By: MaKenna Moore
This Sunday of 2021, February fourteenth may mean spending time with your significant other and exchanging gifts. It may mean sitting home alone giving gifts to yourself, but in the third century this would have been a day full of illegal acts.
Born in 226 AD in Terin Italy, Saint Valentine had been known as a roman saint. According to the History channel, they state he was a married man, and the emperor during that time had deemed that men who were not married and had no kids were better use to society as soldiers. Emperor Claudius II had set this as his views and then put it under a law that young men could not get married, so they were forced to work for the military. Under the Catholic church, Saint Valentine viewed this law as wrong and unjust. He had defied the law of Emperor Claudius II and continued to perform marriages in secret. When Valentine’s practices were discovered, he was sentenced to death. Others have said it was Saint Valentine who was the true name sake of the holiday for his acts to marry lovers when it was illegal.
While that may be the reason for the holiday name, the “Britannica” website explains the Roman holiday Lupercalia is also an association with Valentine’s Day. This Roman holiday also occurs on February 14th every year. The name Lupercalia comes from Lupus, which means wolf in Latin. This holiday has suggested connection with an ancient deity who protected herds from wolves and a legendary she-wolf who nursed Romulus and Remus.

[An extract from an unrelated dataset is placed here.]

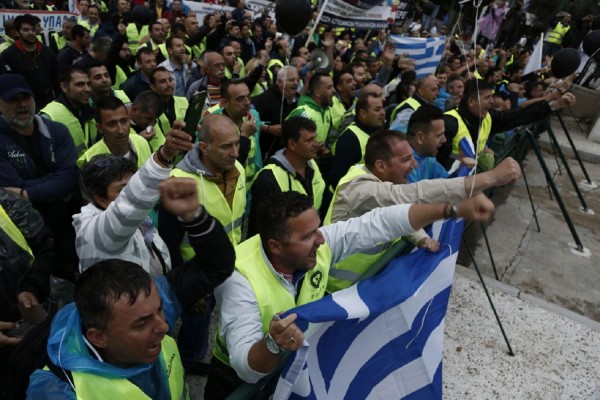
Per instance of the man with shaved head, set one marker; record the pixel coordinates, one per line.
(426, 90)
(221, 185)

The holiday began by sacrificing a goat and a dog to the Luperci. The two sacrifices were then led to the altar, where their foreheads were touched with a bloody knife. The blood was wiped off with wool and dipped in milk. Then, after, the two young men would laugh.
After the ritual came a feast and after the feast came the end of the holiday. Luperci cut thongs from the skins of the sacrificial animals and continued to run around the Palatine hill, striking any man who came near them with the thongs. The blows from the thong were thought to render a woman fertile. Doing this ritual was thought to avert evil spirits and purify the city, also releasing health and fertility. Lupercalia was also known as “dies Februatus” after the instruments of purification called “Februa,” which gave February its name. Sacrificing ritual or an executed man, which do you think is the real reason for Valentine’s day?
The Squire asked Alex Pascuzzi about her thoughts and opinions on some of the modern Valentine’s Day traditions. We asked her, out of all the Valentine’s Day traditions, which ones do you or have you taken part in before? She shared, “Buying roses for my mom, eating chocolate, and wearing the color red.” Then, she added that her favorite Valentine’s Day tradition to take part in is enjoying the Valentine chocolate.
While the holiday is very romanticized and glorified, sometimes conflicts can occur for the everyday person. So, we asked Alex if she thought Valentine’s Day standards are too high. She responded, “I do not think standards are too high, you can literally wear pink or red, buy chocolate and roses for someone, or even just sit down and enjoy a movie with them because it doesn’t take much to make someone smile.” With the same open attitude, Alex answered the question of whether men have more pressure than women on this day, she said yes. Alex explained, “… it’s harder for most men to understand a little goes a long way; it’s also harder for men to know what to get their significant other. It comes to girls more naturally.” While the holiday is very gift based, we should all remember the most important part of the holiday is appreciating the little things and people themselves.
Finally, Alex expressed that participating in Valentine’s Day, is unlike any ordinary day and makes her feel happier. Whether you are participating by Roman rituals, sacrificing animals to please gods, sitting home alone, or exchanging gifts, we hope this Valentine’s Day brings some joy, appreciation for significant people in your life, and a bunch of chocolate.